When several components are selected, heppy starts a job for each component, and the output directory contains one subdirectory per component. All component subdirectories have the same structure, e.g.

Outdir/ 
	data_period_A/
		log.txt
		analyzer1/out_events.root
		analyzer2/cutflow.txt
	data_period_B/
		log.txt
		analyzer1/out_events.root
		analyzer2/cutflow.txt
	ggH_125/
		log.txt
		analyzer1/out_events.root
		analyzer2/cutflow.txt
	ZZ/
		log.txt
		analyzer1/out_events.root
		analyzer2/cutflow.txt	

It is often necessary to split the processing of a component in several jobs, by setting:

# to get 10 jobs
component.splitFactor = 10
# or, to get one job per input file in this component
component.splitFactor = len(component.files)

If a component is split, each job will write to a specific chunk directory:

Outdir/
	ggH_125_Chunk1/
		log.txt
		analyzer1/out_events.root
		analyzer2/cutflow.txt	
	ggH_125_Chunk2/
		log.txt
		analyzer1/out_events.root
		analyzer2/cutflow.txt
	...	

After the processing, bad chunks can be identified with heppy_check.py:

heppy_check.py Outdir/*Chunk*

If some of the chunks are bad, you will need to resubmit them as explained below. If all of them are good you can add them:

heppy_hadd.py Outdir/ 

to merge all chunks for each component. In this process, the root files are added with hadd, and the cut flow printouts added properly.

Outdir/
	ggH_125/
		log.txt
		analyzer1/out_events.root
		analyzer2/cutflow.txt		
	ggH_125_Chunk1/
		log.txt
		analyzer1/out_events.root
		analyzer2/cutflow.txt	
	ggH_125_Chunk2/
		log.txt
		analyzer1/out_events.root
		analyzer2/cutflow.txt
	...	

And you may remove the Chunk* directories from Outdir

Local multiprocessing with heppy

Simply run heppy in the usual way after defining the number of jobs:

heppy Outdir analysis_h_to zz.py

When several components are selected, or when a component is split, heppy will start a separate thread on the local machine for each job.

Batch multiprocessing with heppy_batch.py

Submission

The heppy_batch.py script starts a separate process for each job.

To submit jobs on the 1nh queue of lsf:

heppy_batch.py -o Outdir analysis_h_to zz.py -b 'bsub -q 1nh < batchScript.sh'

To submit jobs on the local machine with nohup:

heppy_batch.py -o Outdir analysis_h_to zz.py -b 'nohup ./batchScript.sh &'

For more information, heppy_batch.py -h

Resubmitting failed jobs

Go to the output directory of the failed job.

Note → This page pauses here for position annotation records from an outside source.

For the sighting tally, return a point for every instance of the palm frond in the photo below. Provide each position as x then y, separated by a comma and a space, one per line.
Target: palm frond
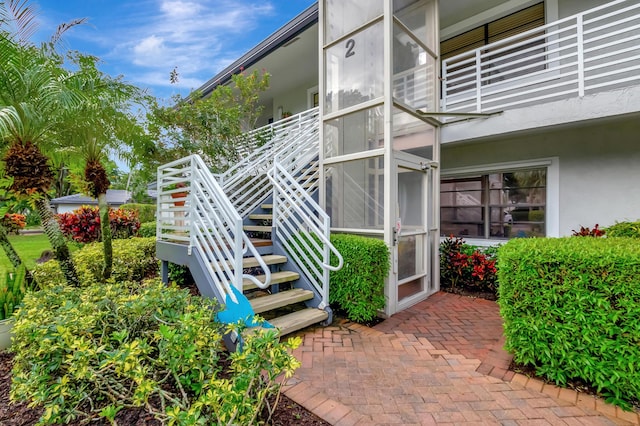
64, 27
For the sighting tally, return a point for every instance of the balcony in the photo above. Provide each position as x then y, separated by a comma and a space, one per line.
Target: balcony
585, 54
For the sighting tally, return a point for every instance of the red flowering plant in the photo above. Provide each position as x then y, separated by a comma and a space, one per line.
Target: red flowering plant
14, 222
464, 267
586, 232
83, 224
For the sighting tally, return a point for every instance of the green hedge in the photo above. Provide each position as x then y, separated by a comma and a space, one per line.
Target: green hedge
146, 212
571, 309
85, 353
147, 229
624, 229
133, 259
358, 288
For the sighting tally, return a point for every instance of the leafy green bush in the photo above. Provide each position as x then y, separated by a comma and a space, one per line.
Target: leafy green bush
146, 212
133, 260
89, 352
12, 290
147, 229
624, 229
358, 288
571, 307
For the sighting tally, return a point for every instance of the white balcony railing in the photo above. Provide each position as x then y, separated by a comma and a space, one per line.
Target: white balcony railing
596, 50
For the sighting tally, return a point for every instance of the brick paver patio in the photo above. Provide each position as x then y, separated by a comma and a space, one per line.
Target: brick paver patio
439, 362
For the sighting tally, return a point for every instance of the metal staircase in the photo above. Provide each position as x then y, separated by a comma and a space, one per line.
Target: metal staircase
255, 233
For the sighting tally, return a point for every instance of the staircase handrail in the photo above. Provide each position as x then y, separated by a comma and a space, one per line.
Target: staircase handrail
209, 219
296, 212
246, 183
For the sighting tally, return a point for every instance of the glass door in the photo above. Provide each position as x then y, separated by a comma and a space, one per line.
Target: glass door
411, 248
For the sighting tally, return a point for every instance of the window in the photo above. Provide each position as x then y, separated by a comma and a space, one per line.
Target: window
497, 205
502, 65
513, 24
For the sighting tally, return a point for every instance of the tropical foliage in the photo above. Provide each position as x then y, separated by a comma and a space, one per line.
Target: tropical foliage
570, 308
212, 126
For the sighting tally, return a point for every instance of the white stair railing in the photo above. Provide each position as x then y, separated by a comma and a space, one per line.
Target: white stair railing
246, 183
202, 216
300, 224
595, 50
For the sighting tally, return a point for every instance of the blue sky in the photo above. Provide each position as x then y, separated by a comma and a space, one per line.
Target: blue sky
145, 39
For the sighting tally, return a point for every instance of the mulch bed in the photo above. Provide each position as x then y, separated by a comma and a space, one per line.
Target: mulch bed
287, 412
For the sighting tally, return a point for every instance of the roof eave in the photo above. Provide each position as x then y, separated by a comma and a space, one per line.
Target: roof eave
283, 35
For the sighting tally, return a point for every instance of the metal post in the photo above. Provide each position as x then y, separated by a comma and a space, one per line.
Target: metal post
478, 81
580, 36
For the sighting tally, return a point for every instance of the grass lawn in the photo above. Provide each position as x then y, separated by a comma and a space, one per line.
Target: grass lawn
29, 247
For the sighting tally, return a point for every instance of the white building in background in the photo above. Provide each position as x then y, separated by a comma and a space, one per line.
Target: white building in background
485, 119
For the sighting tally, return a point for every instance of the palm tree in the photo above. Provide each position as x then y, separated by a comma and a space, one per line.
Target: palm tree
103, 123
34, 89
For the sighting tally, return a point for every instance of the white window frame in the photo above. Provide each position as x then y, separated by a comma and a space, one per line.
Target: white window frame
552, 202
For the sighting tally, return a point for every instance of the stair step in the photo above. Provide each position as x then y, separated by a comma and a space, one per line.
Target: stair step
278, 300
259, 216
257, 228
298, 320
276, 278
270, 259
261, 242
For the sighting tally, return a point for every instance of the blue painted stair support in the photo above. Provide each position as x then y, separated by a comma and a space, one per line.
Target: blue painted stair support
240, 312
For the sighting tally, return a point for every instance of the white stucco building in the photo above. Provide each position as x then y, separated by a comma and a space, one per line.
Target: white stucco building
486, 119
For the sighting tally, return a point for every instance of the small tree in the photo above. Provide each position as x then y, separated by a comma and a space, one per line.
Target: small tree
212, 126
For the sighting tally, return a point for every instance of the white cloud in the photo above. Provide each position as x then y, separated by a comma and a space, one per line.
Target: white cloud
180, 8
188, 35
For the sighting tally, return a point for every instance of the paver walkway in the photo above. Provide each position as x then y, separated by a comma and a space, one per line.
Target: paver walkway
429, 365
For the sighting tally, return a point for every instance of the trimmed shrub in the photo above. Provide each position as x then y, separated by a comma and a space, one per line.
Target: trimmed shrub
83, 224
147, 229
133, 259
146, 212
624, 229
571, 307
86, 353
358, 288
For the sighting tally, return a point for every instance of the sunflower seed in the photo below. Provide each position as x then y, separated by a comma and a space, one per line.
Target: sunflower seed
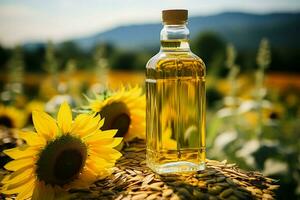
152, 196
139, 196
226, 193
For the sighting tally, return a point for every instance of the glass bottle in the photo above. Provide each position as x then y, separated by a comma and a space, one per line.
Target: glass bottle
175, 92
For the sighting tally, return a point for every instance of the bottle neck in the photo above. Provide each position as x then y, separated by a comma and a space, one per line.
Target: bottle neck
175, 38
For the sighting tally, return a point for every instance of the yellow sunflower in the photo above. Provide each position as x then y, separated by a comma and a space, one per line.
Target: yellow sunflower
11, 117
123, 110
60, 155
32, 106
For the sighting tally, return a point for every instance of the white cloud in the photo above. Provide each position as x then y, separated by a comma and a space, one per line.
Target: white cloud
22, 21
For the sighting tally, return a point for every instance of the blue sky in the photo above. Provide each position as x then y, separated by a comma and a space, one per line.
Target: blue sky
33, 20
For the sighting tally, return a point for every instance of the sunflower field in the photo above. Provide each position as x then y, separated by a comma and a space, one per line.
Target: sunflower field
253, 120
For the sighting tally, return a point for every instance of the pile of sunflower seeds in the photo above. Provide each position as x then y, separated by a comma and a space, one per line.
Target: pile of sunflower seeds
132, 180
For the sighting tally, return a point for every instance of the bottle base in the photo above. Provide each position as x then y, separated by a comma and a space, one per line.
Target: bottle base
177, 167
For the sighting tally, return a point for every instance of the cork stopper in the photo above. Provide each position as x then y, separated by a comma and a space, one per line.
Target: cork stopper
174, 16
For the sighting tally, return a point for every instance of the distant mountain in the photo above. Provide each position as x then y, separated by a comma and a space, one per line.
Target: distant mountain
242, 29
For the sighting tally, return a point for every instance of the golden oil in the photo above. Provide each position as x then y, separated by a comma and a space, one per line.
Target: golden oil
175, 115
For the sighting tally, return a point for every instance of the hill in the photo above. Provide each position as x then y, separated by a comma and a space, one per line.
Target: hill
242, 29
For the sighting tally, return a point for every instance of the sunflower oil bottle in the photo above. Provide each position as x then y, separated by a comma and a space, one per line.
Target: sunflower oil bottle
175, 91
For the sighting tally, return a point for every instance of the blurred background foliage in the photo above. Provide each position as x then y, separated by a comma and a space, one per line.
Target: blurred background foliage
253, 113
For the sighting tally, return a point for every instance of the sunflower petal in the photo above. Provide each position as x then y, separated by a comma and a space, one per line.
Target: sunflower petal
107, 154
19, 163
17, 187
85, 124
109, 142
21, 152
32, 138
44, 124
27, 192
19, 176
43, 191
64, 117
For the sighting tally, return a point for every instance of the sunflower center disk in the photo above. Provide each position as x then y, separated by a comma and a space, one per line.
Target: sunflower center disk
116, 117
62, 160
6, 121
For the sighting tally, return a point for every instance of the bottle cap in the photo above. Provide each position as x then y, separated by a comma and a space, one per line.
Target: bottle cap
174, 16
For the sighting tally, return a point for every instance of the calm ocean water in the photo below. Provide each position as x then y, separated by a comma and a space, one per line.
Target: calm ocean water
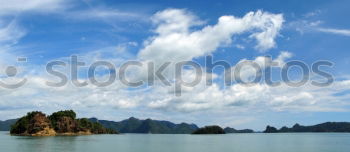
298, 142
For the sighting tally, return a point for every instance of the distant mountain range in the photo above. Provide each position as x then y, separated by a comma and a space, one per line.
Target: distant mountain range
134, 125
324, 127
232, 130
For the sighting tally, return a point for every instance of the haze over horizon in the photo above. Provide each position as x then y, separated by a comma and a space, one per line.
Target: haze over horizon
42, 31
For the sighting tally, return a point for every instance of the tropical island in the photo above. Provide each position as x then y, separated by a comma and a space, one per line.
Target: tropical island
323, 127
65, 123
37, 123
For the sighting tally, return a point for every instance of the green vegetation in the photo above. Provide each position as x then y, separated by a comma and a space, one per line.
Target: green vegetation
324, 127
232, 130
134, 125
210, 130
60, 122
22, 125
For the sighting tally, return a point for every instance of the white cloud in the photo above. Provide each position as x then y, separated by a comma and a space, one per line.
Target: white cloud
10, 33
105, 14
175, 40
11, 7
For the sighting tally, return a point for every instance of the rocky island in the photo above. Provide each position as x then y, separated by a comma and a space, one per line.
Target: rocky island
59, 123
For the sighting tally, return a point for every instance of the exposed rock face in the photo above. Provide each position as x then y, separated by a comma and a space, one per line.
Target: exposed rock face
66, 124
39, 123
59, 123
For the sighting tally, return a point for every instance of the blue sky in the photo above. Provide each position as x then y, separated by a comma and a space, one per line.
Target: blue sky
119, 31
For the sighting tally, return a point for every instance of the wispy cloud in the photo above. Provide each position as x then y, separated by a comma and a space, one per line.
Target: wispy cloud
345, 32
10, 7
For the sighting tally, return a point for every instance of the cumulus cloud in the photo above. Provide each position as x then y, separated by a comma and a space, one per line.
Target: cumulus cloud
176, 40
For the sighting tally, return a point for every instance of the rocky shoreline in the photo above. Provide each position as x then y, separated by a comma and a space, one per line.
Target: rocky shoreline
62, 123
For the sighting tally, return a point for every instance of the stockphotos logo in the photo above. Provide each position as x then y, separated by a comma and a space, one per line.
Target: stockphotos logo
257, 73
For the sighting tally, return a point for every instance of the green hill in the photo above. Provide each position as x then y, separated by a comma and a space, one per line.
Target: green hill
134, 125
324, 127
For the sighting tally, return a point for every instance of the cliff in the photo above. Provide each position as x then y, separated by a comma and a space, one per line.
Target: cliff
324, 127
210, 130
59, 123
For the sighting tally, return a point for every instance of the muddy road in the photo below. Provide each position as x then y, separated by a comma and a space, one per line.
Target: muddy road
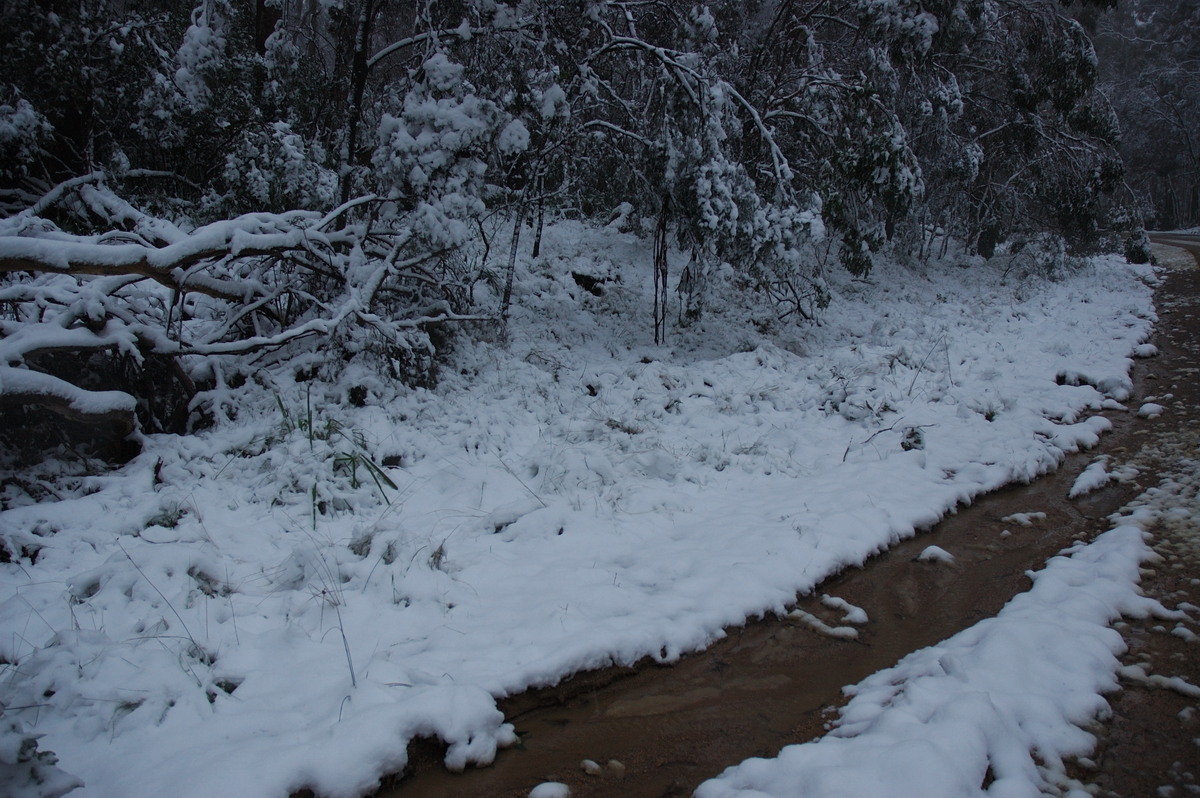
659, 731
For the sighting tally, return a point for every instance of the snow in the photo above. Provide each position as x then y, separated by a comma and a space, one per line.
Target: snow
576, 499
1150, 411
1097, 475
1005, 697
935, 555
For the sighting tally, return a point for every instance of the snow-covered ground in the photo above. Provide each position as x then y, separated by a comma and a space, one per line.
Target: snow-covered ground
255, 610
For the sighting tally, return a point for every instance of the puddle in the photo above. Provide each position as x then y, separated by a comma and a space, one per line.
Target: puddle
659, 731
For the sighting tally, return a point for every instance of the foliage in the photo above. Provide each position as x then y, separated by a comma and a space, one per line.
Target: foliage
233, 186
1151, 69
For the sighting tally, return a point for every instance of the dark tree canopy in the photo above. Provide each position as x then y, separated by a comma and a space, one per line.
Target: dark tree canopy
190, 189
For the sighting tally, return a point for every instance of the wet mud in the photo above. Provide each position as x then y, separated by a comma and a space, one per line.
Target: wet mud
1151, 744
659, 731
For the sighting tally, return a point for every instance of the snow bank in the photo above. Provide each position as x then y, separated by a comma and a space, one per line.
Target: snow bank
580, 498
1001, 703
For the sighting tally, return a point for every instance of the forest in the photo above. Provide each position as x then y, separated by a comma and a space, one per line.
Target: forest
365, 364
192, 192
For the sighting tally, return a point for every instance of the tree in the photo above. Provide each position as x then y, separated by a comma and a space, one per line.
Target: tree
1150, 59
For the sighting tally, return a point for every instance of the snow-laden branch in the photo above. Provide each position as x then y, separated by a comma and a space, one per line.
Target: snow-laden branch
25, 387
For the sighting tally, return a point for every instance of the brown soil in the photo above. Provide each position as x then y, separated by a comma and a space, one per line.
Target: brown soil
660, 731
1151, 747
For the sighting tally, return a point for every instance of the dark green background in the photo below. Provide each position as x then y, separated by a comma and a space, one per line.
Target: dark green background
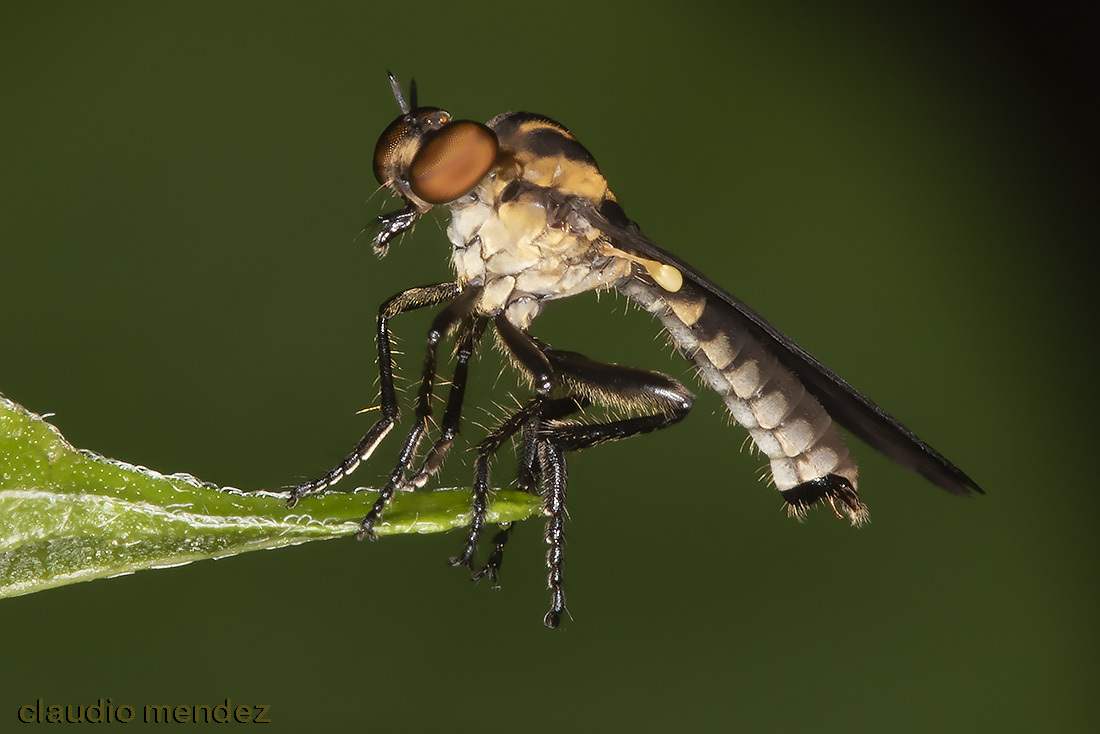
903, 192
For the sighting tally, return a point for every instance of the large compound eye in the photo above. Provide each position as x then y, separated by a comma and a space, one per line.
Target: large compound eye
387, 143
452, 161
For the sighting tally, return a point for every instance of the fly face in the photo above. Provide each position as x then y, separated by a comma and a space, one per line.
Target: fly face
427, 157
534, 220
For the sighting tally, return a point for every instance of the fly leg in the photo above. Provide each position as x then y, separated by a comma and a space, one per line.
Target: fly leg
405, 300
449, 427
443, 324
486, 450
527, 353
530, 471
660, 400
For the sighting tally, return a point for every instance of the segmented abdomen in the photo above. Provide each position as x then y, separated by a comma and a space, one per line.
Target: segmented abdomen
785, 423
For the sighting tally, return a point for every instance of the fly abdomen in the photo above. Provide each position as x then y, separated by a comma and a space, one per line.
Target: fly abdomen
809, 457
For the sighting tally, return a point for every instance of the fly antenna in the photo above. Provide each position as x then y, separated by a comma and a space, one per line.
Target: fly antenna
398, 95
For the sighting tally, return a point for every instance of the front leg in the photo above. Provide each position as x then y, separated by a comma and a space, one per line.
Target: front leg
391, 225
405, 300
457, 311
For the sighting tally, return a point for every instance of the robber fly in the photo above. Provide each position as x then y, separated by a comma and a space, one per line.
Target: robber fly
532, 220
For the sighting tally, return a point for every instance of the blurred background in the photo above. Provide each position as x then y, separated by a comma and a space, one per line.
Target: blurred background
909, 193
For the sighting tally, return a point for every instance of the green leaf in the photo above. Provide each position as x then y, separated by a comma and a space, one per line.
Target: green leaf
69, 515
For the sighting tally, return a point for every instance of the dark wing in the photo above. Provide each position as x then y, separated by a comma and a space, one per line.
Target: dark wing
844, 403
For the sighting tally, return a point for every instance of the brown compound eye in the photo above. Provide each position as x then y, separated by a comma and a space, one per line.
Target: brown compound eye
452, 161
387, 143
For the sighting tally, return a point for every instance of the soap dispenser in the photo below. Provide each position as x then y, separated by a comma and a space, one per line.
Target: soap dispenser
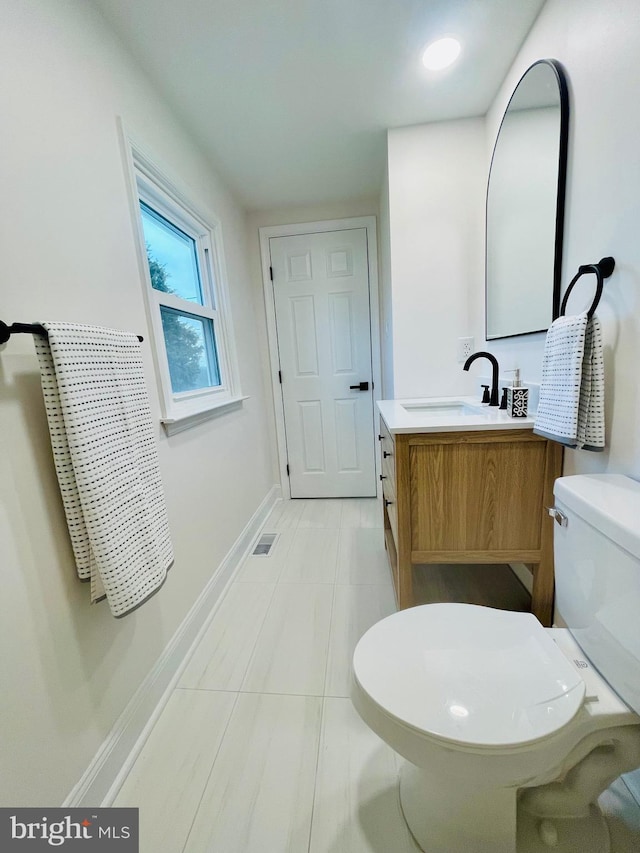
517, 397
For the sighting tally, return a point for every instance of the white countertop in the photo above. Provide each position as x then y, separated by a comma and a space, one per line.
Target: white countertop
446, 414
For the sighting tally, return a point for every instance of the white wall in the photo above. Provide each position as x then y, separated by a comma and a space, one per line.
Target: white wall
67, 249
436, 190
385, 294
598, 43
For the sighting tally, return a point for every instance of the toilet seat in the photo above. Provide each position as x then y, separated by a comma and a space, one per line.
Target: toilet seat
469, 675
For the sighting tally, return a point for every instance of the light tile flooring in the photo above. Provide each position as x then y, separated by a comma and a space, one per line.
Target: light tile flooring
259, 749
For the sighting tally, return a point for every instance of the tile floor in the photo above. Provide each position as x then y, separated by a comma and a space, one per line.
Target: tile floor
259, 749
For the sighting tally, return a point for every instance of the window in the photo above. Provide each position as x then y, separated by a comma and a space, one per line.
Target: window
187, 302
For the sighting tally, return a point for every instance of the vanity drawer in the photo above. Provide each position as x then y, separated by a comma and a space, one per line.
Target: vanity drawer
388, 456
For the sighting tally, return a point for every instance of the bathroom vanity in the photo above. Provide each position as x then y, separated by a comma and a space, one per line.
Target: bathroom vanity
463, 483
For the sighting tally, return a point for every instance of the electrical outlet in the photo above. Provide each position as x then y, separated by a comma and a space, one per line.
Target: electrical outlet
465, 348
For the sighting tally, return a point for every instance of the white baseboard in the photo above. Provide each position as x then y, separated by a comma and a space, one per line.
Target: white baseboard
109, 768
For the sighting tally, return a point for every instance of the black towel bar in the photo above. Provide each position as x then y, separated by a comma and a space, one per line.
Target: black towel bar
27, 329
601, 270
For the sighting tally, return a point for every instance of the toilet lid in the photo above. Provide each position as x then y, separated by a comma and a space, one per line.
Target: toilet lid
468, 674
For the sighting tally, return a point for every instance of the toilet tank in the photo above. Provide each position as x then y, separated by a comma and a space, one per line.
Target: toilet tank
597, 568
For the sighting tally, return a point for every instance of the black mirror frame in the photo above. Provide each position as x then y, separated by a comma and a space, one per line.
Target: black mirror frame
563, 90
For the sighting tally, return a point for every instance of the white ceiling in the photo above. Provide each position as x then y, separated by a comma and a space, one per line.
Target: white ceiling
290, 99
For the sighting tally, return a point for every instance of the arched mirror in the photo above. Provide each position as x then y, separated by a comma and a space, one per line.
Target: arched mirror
525, 205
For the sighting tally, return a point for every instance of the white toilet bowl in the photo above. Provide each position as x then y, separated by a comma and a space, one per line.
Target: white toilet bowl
490, 710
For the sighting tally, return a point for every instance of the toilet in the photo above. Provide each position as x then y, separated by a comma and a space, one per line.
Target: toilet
510, 731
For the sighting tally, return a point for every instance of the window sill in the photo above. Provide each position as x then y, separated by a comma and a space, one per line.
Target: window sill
183, 422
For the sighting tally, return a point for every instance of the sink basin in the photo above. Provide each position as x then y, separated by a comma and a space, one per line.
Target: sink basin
455, 408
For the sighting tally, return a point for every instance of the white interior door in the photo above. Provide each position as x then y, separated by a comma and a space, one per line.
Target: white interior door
321, 297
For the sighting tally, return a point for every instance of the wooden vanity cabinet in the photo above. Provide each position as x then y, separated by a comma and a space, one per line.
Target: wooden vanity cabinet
470, 497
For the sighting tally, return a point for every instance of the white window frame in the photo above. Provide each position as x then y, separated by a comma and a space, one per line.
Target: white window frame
185, 409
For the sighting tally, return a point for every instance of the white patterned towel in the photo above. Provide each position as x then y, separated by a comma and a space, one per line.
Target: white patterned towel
571, 407
106, 460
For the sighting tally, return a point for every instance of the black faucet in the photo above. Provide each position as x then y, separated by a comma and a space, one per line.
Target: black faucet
493, 401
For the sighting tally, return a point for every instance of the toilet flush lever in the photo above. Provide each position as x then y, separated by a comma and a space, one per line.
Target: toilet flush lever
559, 516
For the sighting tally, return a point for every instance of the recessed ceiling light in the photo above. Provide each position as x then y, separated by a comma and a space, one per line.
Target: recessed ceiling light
440, 54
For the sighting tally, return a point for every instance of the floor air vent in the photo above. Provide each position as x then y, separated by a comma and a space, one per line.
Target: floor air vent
264, 545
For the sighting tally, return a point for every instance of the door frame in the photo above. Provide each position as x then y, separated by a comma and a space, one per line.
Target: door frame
266, 233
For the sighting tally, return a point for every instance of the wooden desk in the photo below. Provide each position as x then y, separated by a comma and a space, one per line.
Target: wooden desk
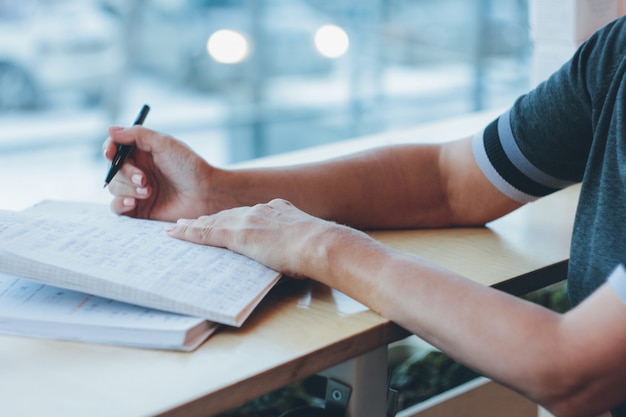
301, 328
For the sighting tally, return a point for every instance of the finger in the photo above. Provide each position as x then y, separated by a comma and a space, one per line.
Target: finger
123, 205
144, 139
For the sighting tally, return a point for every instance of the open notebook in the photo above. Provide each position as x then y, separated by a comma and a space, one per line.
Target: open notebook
85, 248
29, 308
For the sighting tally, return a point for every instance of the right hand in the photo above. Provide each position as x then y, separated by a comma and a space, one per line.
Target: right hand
162, 179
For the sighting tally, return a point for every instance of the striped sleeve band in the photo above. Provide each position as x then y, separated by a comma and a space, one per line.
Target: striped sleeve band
617, 281
503, 163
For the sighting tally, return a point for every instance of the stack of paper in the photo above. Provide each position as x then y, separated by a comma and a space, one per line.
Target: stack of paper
559, 27
89, 257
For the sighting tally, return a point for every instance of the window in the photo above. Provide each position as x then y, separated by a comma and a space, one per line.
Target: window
237, 79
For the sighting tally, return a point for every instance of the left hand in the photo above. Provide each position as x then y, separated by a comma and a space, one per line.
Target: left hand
277, 234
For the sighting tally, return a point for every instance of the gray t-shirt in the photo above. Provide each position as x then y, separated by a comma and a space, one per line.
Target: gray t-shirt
571, 129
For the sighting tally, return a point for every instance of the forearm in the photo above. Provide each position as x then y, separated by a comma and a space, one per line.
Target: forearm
539, 353
380, 188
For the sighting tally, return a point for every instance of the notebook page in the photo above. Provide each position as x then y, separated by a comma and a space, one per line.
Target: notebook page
131, 260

This directory should contain a job script called batchScript.sh. You can submit this job script directly to LSF or to your local machine:

bsub -q 1nh < batchScript.sh

or

nohup ./batchScript.sh &

Alternatively, if you want to resubmit all failed jobs on the batch queue, do something like:

heppy_check.py Outdir/*Chunk* -b 'bsub -q 1nh'